Confidence Level

This page explains how Taggun's API confidence level measures data reliability based on the quality of the uploaded receipt or invoice, helping developers decide whether to process or review submissions.

What is Confidence Level?

The confidenceLevel in Taggun’s API measures how likely the extracted data is correct, based on the quality of the uploaded receipt or invoice.

This helps developers determine whether to process the data automatically or take further actions, such as human review or requesting a clearer image from the user.


How It's Generated

The confidence level is determined by analysing various aspects of the uploaded file that affect how well the OCR can extract data.

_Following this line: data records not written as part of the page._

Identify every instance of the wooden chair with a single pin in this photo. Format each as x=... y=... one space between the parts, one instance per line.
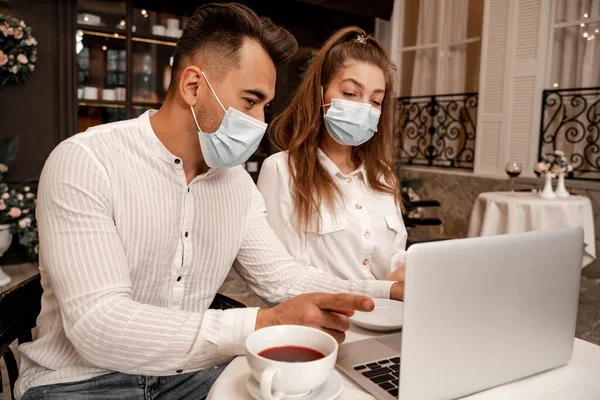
x=19 y=308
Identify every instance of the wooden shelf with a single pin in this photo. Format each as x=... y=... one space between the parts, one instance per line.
x=154 y=39
x=101 y=103
x=102 y=31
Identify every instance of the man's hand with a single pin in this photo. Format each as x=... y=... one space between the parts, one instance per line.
x=398 y=276
x=327 y=312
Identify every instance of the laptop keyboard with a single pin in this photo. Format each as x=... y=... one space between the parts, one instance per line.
x=384 y=373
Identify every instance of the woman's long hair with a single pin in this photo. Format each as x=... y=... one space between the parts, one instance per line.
x=300 y=127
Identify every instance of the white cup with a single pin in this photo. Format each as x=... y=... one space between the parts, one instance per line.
x=90 y=93
x=172 y=23
x=158 y=30
x=109 y=95
x=278 y=379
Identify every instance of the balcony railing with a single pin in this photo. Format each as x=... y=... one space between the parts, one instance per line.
x=571 y=123
x=437 y=130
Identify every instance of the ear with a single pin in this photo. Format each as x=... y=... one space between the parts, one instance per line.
x=191 y=79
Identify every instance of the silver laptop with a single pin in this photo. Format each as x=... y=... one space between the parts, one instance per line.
x=478 y=313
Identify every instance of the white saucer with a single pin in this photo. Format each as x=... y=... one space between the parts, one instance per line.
x=387 y=316
x=330 y=390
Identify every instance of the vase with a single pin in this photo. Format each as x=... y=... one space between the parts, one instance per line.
x=561 y=191
x=5 y=241
x=547 y=192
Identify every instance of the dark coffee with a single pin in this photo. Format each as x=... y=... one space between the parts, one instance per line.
x=291 y=354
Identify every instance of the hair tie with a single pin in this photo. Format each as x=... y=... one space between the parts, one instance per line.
x=360 y=38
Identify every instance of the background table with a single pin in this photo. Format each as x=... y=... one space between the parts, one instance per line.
x=496 y=213
x=579 y=380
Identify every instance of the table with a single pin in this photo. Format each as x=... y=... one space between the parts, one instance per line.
x=579 y=380
x=497 y=213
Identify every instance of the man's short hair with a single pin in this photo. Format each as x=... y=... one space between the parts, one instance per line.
x=220 y=30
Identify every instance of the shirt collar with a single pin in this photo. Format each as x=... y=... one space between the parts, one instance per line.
x=157 y=147
x=335 y=171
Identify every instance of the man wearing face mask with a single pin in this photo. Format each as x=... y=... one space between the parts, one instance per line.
x=140 y=222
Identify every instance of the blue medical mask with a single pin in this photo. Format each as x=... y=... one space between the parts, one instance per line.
x=236 y=139
x=351 y=123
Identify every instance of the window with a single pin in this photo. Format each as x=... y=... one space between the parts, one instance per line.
x=572 y=86
x=440 y=46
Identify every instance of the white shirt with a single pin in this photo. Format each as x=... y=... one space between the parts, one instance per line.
x=364 y=239
x=132 y=256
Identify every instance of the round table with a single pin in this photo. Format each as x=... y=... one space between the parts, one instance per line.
x=497 y=213
x=578 y=380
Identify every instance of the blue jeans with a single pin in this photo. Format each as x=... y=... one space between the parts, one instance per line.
x=195 y=385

Factors include:

  • Image resolution: Low-resolution images reduce readability and result in lower confidence scores.
  • Tilt or rotation: Images that are skewed or poorly aligned can decrease accuracy.
  • Blurriness or smudging: If the text is blurry or smudged, the system struggles to extract clean data.
  • Readability: Poor lighting, overly small fonts, or visual obstructions (e.g., folds or shadows) lower the confidence level, as the data is harder to interpret.
  • Obstructions or hidden data: If parts of the receipt are hidden or cut off, the confidence level drops as the OCR has less information to work with.

Two Types of Confidence Levels

  1. Overall Receipt Confidence: A single score for the entire receipt or invoice, reflecting the general quality of the file.
  2. Data Point Confidence: Each extracted data point (e.g., total amount, tax, merchant name) has its own confidence score, giving developers a detailed view of how reliable each field is.

Recommended Threshold

We recommend setting a confidence threshold of 0.7 to 0.8:

  • Higher sensitivity cases should use a threshold closer to 0.8 for greater reliability.
  • General use cases can use a threshold around 0.7, providing a balance between precision and flexibility.

Why It's Important

It’s crucial to understand that the confidence level is not a reflection of Taggun’s accuracy rate or the OCR technology’s capability. Instead, it reflects how likely the extracted data is correct based on the quality of the uploaded document.

Here’s why this distinction is important:

  • The confidence level helps identify low-quality submissions—such as blurry, tilted, or incomplete receipts—not the performance of Taggun's Data Extraction.
  • Even if Taggun’s OCR is highly accurate, poor-quality images will result in lower confidence scores because the system has less reliable data to work with.
  • By using the confidence level, you can manage user errors, such as submitting poorly captured images, and decide whether to:
    • Automatically process high-confidence data.
    • Flag low-confidence data for manual review.
    • Request a new image from the user when confidence levels fall below a certain threshold.

Conclusion

The confidence level offers a valuable tool for handling scenarios where image quality may vary, ensuring that you maintain control over the accuracy and reliability of the data your system processes.